The numbers are formidable. More than 350,000 migrants arrived at the European Union’s borders between January and August this year. Numbers applying for asylum in 2014 were more than 600,000, mostly from Syria, Eritrea and Afghanistan — more than twice the number in 2011. Numbers are increasing exponentially, with 100,000 arriving in July alone, many on precarious boats and rafts supplied by unscrupulous people-traffickers.
It was also a week in which it was clear that a single photograph still has the power to cause governments to change course.
The image of a 3-year-old Syrian boy dressed in jeans and sports shoes lying dead in the sand of a Turkish beach caused a storm on social media and turned the political tide. Political leaders who had been treating the crisis as an immigration matter, and therefore one of border security, found themselves caught off guard by a wave of sympathy for Aylan Kurdi and his elder brother, 5-year-old Galip.
The world was ready to shrug it all off until that photo.
The United Nations’ refugee agency, UNHCR, estimates that more than 366,000 refugees and migrants have crossed the Mediterranean Sea to Europe this year.
At least 2,800 have died or disappeared during the journey. Those who make the crossing face uncertain futures in European nations, which differ in their approach to asylum seekers.
Why is this happening? There is a crisis of huge proportions in Syria. People are being executed for their lack of support of nightmarish control.
Check with your churches The Knights Of Columbus and UNICEF. These people need help.
Peter Sutherland, the Special Representative for International Migration, told a press conference in Geneva.
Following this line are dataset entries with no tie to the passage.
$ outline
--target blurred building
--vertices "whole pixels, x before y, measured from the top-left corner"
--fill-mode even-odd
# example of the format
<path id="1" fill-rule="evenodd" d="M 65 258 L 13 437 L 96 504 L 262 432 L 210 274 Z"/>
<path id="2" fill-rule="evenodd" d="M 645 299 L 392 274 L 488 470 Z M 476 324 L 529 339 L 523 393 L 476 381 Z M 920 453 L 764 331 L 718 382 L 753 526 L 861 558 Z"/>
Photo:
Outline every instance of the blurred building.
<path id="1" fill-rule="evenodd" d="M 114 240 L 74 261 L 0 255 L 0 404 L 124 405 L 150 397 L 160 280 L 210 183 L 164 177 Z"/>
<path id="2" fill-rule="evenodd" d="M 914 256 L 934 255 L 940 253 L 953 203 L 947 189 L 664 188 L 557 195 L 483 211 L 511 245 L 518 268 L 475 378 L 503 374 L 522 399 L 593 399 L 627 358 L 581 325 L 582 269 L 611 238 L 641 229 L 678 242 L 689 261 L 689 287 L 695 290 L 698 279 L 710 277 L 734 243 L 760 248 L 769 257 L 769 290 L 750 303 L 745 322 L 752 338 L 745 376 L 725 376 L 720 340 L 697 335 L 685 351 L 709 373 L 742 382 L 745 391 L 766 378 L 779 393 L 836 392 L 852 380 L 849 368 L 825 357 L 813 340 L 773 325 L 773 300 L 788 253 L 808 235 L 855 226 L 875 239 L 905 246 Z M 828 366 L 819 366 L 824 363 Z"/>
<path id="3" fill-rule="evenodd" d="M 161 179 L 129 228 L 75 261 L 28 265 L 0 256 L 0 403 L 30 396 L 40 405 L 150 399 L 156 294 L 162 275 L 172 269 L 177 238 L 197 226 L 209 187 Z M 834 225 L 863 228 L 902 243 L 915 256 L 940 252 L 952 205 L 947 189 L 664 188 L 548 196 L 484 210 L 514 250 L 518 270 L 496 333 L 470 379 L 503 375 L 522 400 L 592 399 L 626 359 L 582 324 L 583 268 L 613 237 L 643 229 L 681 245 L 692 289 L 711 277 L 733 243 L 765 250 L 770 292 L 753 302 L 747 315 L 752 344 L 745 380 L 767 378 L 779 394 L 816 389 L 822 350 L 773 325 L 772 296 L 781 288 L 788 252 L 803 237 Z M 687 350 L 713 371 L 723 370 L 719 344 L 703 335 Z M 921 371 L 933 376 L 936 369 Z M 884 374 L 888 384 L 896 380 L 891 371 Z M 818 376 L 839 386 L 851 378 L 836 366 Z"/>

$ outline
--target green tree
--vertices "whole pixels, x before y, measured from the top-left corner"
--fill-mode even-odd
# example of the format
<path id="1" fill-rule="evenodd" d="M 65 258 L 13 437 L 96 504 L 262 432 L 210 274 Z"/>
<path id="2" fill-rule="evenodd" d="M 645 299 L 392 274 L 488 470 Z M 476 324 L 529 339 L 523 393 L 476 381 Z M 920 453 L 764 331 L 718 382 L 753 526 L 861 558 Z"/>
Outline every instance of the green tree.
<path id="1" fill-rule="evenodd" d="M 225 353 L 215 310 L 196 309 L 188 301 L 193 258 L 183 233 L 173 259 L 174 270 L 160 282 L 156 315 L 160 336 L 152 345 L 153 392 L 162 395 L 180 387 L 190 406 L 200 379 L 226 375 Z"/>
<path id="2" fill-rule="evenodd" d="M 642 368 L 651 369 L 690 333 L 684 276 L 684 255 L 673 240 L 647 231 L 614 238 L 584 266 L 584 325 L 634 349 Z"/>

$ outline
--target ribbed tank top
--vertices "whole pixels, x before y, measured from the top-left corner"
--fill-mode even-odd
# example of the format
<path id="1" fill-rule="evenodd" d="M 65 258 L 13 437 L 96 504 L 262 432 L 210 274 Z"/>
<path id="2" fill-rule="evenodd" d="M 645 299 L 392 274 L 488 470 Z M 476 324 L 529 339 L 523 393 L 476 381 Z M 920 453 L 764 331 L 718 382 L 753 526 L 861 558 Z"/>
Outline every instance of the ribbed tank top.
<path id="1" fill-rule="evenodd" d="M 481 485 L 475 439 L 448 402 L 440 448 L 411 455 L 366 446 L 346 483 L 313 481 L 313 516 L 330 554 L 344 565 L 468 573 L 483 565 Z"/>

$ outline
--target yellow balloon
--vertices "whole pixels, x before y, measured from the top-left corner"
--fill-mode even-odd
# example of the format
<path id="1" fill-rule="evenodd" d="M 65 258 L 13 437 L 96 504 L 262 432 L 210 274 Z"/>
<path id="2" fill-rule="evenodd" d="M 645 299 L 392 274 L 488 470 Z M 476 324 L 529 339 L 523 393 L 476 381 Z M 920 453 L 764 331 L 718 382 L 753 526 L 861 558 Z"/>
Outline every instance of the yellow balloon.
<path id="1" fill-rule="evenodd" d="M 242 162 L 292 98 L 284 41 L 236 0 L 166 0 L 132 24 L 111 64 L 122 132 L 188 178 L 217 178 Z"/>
“I’d like to start by making a fundamental point which I think has been overlooked in quite a lot of this crisis, The obligation and responsibility to refugees and persons in distress is not defined by their proximity to the place that caused the problem,” he explained. “I think it’s important to make that point, because the burden that is being taken at the moment by Lebanon, Turkey, and Jordan, and the burden in European terms being taken by the frontline States of the Mediterranean, in particular Greece and Italy, seems to by implication define a responsibility related to location rather than to the humanitarian concerns that we have.”